Over the last weeks I've filmed at the Ethnic Dance Festival for the Ohlone Profiles Project, to document what everyone is calling the return of the Ohlone. At each event the folks like Ann Marie Sayers or Corrina Gould remind us that they never left, they were just driven from their original home in the bay area and now their history is finally being recognized in a beautiful way — let this just be the beginning!
June 3rd at city hall, Mayor Lee presented Rumsen Ohlone Tribal Chief Tony Cerda with the Festival's annual Malonga Casquelourd Lifetime Achievement Award, which was followed by a presentation of song and dance. Last weekend the tribe was at the Yerba Buena Center (YBCA) where they performed, and at the evenings close held a healing ceremony for their ancestors who are buried below the YBCA and the Yerba Buena Gardens.

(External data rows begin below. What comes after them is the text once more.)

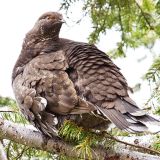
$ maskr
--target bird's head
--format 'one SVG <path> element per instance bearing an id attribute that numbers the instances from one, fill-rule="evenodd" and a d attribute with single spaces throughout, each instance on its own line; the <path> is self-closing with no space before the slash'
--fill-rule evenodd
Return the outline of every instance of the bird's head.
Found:
<path id="1" fill-rule="evenodd" d="M 60 13 L 47 12 L 38 18 L 33 29 L 37 30 L 43 37 L 56 38 L 59 36 L 59 31 L 63 23 L 63 16 Z"/>

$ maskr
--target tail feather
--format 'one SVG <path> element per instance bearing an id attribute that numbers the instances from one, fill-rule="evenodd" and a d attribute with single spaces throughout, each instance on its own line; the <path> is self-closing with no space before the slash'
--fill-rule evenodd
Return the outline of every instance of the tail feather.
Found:
<path id="1" fill-rule="evenodd" d="M 160 121 L 147 115 L 131 99 L 129 100 L 130 102 L 126 99 L 118 99 L 113 108 L 98 107 L 97 109 L 119 129 L 132 133 L 160 132 Z"/>

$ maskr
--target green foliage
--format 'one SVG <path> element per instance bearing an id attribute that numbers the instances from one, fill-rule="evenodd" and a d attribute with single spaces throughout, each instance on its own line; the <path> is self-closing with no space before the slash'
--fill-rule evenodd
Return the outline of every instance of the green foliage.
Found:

If you haven't checked it out, the World Arts West Ethnic Dance Festival features bay area dancers performing dances from their culture and as Alastair Macaulay at the New York times puts it, "what other city in the world has anything like the ethnic dance festival." It is truly a unique and powerful experience with dances from around the globe. This years dances originate from places like Peru, India, Lebanon, Hawaii, Mexico and yes, right here, San Francisco's original people, the Ohlone. If you are looking for a meaningful event for your fourth of July weekend check out the Coastanoan Rumsen Tribe's performance among other dancers at the YBCA Novelluss Theater on July 1, 2, or 3rd.